Esta vez no suena la sirena, solo una mano en el hombro le avisa de que es la hora. Corre, va deprisa y se dirige al reloj y pasando la ficha se marcha. El encargado esboza una ligera sonrisa y espera y le desea suerte. No hay vestuario para él, tiene que venir cambiado y corre hacia a casa. Una ducha y para los estudios, empieza a las ocho y cuarto y dura hasta las diez. Le quedan solo un par de meses y todo habrá terminado o habrá empezado, quien lo sabe. Solo va serio y presta atención, no está para juegos. Primero porque no tiene edad y segundo porque no. Dura jornada si pensamos que se levanta a las seis y media, para empezar su actividad a las siete, limpiando las oficinas. Oficinas que abren a las nueve y que tienen que estar impecables, sin polvo y bolsas de basura nuevas, todo para que las señoritas puedan hacer bien su trabajo. Cada uno a lo suyo, cada uno tiene su rol.

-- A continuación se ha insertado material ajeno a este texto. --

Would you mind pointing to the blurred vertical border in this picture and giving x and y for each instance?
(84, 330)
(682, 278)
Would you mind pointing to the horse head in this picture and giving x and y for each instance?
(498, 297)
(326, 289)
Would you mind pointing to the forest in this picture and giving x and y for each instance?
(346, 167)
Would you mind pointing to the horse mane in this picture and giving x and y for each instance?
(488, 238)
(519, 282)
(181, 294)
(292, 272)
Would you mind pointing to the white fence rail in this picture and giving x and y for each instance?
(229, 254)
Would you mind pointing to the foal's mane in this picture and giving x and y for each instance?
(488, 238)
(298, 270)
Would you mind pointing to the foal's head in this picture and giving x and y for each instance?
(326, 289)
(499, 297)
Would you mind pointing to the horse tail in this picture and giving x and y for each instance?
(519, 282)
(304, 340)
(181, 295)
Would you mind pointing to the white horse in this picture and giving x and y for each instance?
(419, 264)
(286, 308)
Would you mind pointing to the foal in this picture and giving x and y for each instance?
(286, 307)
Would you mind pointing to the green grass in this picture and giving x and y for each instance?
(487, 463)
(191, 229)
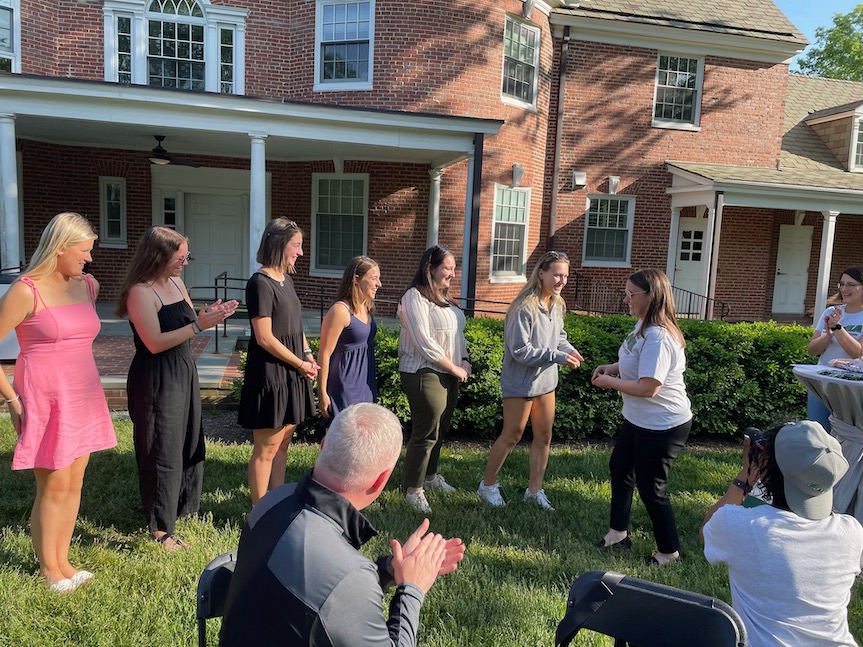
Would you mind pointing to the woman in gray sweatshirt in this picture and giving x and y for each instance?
(534, 345)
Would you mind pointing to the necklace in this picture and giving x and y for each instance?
(280, 282)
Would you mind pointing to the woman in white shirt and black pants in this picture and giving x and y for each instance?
(433, 360)
(656, 413)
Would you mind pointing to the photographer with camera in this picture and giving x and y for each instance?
(791, 562)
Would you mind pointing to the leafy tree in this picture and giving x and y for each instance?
(838, 50)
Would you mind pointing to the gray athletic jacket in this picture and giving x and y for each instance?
(534, 345)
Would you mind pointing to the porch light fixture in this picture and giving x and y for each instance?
(159, 155)
(517, 174)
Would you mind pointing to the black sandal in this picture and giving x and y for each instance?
(625, 543)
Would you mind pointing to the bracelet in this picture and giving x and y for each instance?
(743, 485)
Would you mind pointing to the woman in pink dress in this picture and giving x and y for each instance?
(59, 421)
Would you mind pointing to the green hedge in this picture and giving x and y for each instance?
(737, 375)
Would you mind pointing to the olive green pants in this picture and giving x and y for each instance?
(432, 397)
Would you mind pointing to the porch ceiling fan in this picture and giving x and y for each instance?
(161, 157)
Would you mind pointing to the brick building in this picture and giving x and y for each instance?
(658, 133)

Sale del centro y se dirige para casa, siempre hace el mismo camino. Siempre lo hace solo y en su casa solo le espera “Study”, un perro de raza mediana. Que lo espera con ansia para dar su paseo, corto pero al menos de desahogo. Camina ahora a paso despacio, ve el final del día. Pasa por calles, pasa por barrios. Algunos de negros, otros de blancos. ¿En cual se siente más seguro? No hay razón de ser, todos son lo mismo. Solo que esta noche es diferente y se le acercan un par de hombres y le piden fuego con la excusa de encenderse un cigarrillo. Sin pararse, les dice que no fuma. Estos no se sienten contentos con la respuesta y le hacen pararse. Se siente asaltado y los nervios se le suben a la cabeza, soltando los libros de cualquier manera empieza la pelea. Solo las manos, solo los puños hablan. Hasta que llega un coche de la policía y el par de hombres se hacen las víctimas. Les dicen, les cuentan que quería robarles y solo se defendían. Él les muestra los libros y que viene de estudiar. La pareja de policías se miran y se ríen, le piden la documentación al mismo tiempo que le invitan a entrar en el coche. Se niega y opone resistencia, por su cabezonería que no quería ir a la comisaría. Uno de la pareja de policías saca la pistola para obligarle a subir, Johnny da un aspaviento y la pistola se dispara, hiriendo a uno de los hombres. Piden refuerzos, ahora sí que se ve vencido y se tumba en el suelo con las manos en la cabeza. Lo que podría haber sido un tranquilo paseo hacia casa, se ha complicado de mala manera. Ahora no piensa en los estudios y en sus sueños, no quiere recordar, solo piensa de qué por mucho que tarde, siempre le esperará “Study”.